Boring in bed... Can't be with a woman that can't differentiate between fucking and making love.
 
Last edited:
i want to add to my list:
turn offs:
guys who talk trash about their ex's. even if she was trash, it's none of my business and no longer their problem
if you stink that's a deal breaker. but even if you don't - if you don't shower before you have sex well you won't be having sex with me.
dirty fingernails. eeewww
guys who move their junk around every five minutes.
 
I used to wonder about that. :D It looked so odd.
i always thought it was because they went commando and it was flopping around, but apparently that's not the only reason.
i have no junk to move around, but my boobs do get in the way sometimes. i guess i shouldn't really point fingers lol
 
I'm a fan of easy-going, laid-back, relaxed people who are intelligent, self-reflective, and emotionally open. They don't have to be highly emotional themselves, I just want them to not be emotionally stunted. I like when they have something to say without dominating the conversation or establishing a conversation that feels like a match of ping-pong. Someone who can communicate in an articulate manner (esp. verbally) may be more sexy to me. And in general an open-mind and a warm and loving nature will melt my defenses. I prefer partners who are not homebodys in the literal sense of the word; please be willing to travel with me, because I plan to continue doing it my entire life. Someone who is not afraid of water. Must not hate dogs and cats. Kind. Patient. Sensitive. Devoted. Laughs often and easily. Likes sex and is open-minded about it. Someone who lives a life of purpose, as well. Mm and an interest in health. Yowza, that's sexy.
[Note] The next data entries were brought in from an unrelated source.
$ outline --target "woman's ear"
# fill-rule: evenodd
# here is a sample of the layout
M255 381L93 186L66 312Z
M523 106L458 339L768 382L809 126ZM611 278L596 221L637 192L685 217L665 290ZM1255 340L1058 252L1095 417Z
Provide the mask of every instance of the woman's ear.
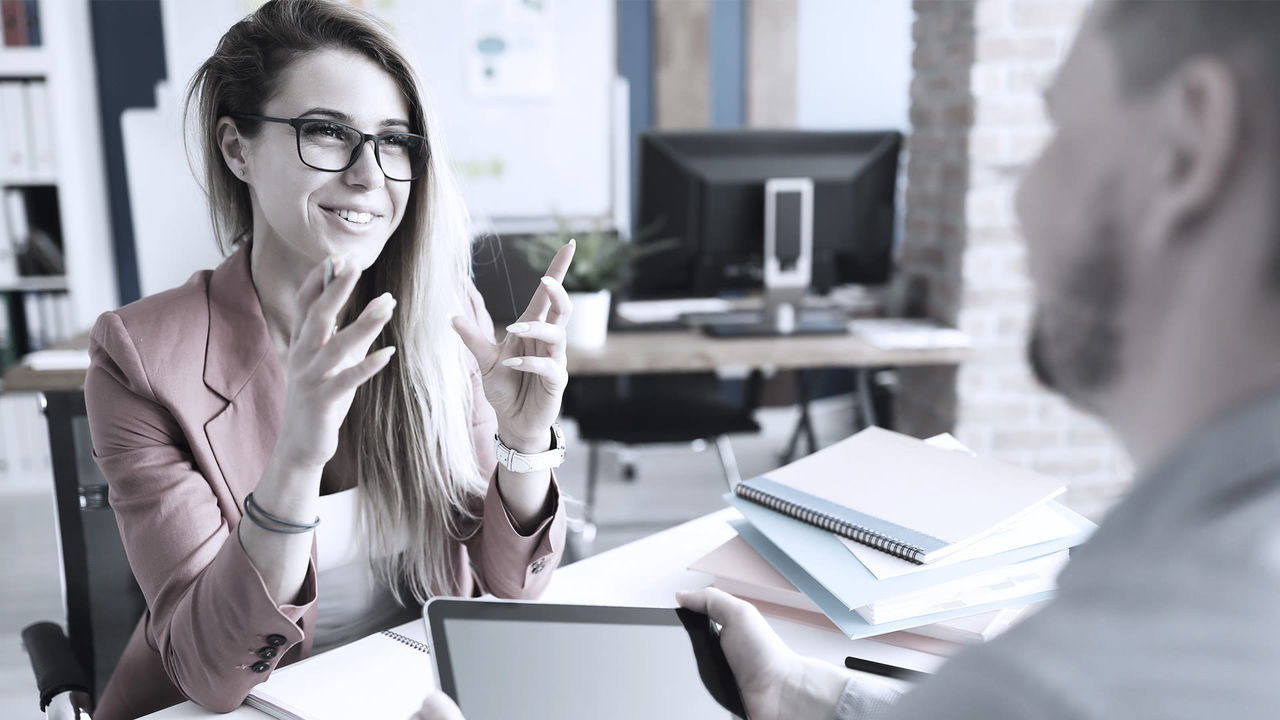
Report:
M236 127L235 121L229 117L218 118L214 133L218 138L218 149L222 151L222 161L227 164L231 174L241 180L247 179L248 146L245 138L240 134L240 129Z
The exactly opposites of those will be my turn-offs.
On a practical level, I have no interest in dating people who have a smoking addiction, who do drugs, and who drink alcohol regularly.
 
I'm a fan of easy-going, laid-back, relaxed people who are intelligent, self-reflective, and emotionally open. They don't have to be highly emotional themselves, I just want them to not be emotionally stunted. I like when they have something to say without dominating the conversation or establishing a conversation that feels like a match of ping-pong. Someone who can communicate in an articulate manner (esp. verbally) may be more sexy to me. And in general an open-mind and a warm and loving nature will melt my defenses. I prefer partners who are not homebodys in the literal sense of the word; please be willing to travel with me, because I plan to continue doing it my entire life. Someone who is not afraid of water. Must not hate dogs and cats. Kind. Patient. Sensitive. Devoted. Laughs often and easily. Likes sex and is open-minded about it. Someone who lives a life of purpose, as well. Mm and an interest in health. Yowza, that's sexy.

That sounds about perfect. :)
 
I'm picky about a few things, but cigarette breath/ashtray mouth is at the top of the no-go list. It just physically repulses me and ends all attraction. If someone likes me that much, they can prove it by giving up smoking. Yup. :smile:
 
I'm picky about a few things, but cigarette breath/ashtray mouth is at the top of the no-go list. It just physically repulses me and ends all attraction. If someone likes me that much, they can prove it by giving up smoking. Yup. :smile:

Tough choice. What addictive qualities can you bring to the table? ;P
 
I'm turned off by women who spend too much time on their looks. There's nothing wrong with wanting to look good but women who wear loads of make-up and tan their bodies to a crisp end up looking like some ghoulish carnival freak. They're usually the sort of person who's vain and shallow and don't want to talk about anything more serious than celebrity gossip.

I'm also turned off by women who are very emotive, who will cry in the least stressful situation and need constant reassurance. I find their presence near toxic.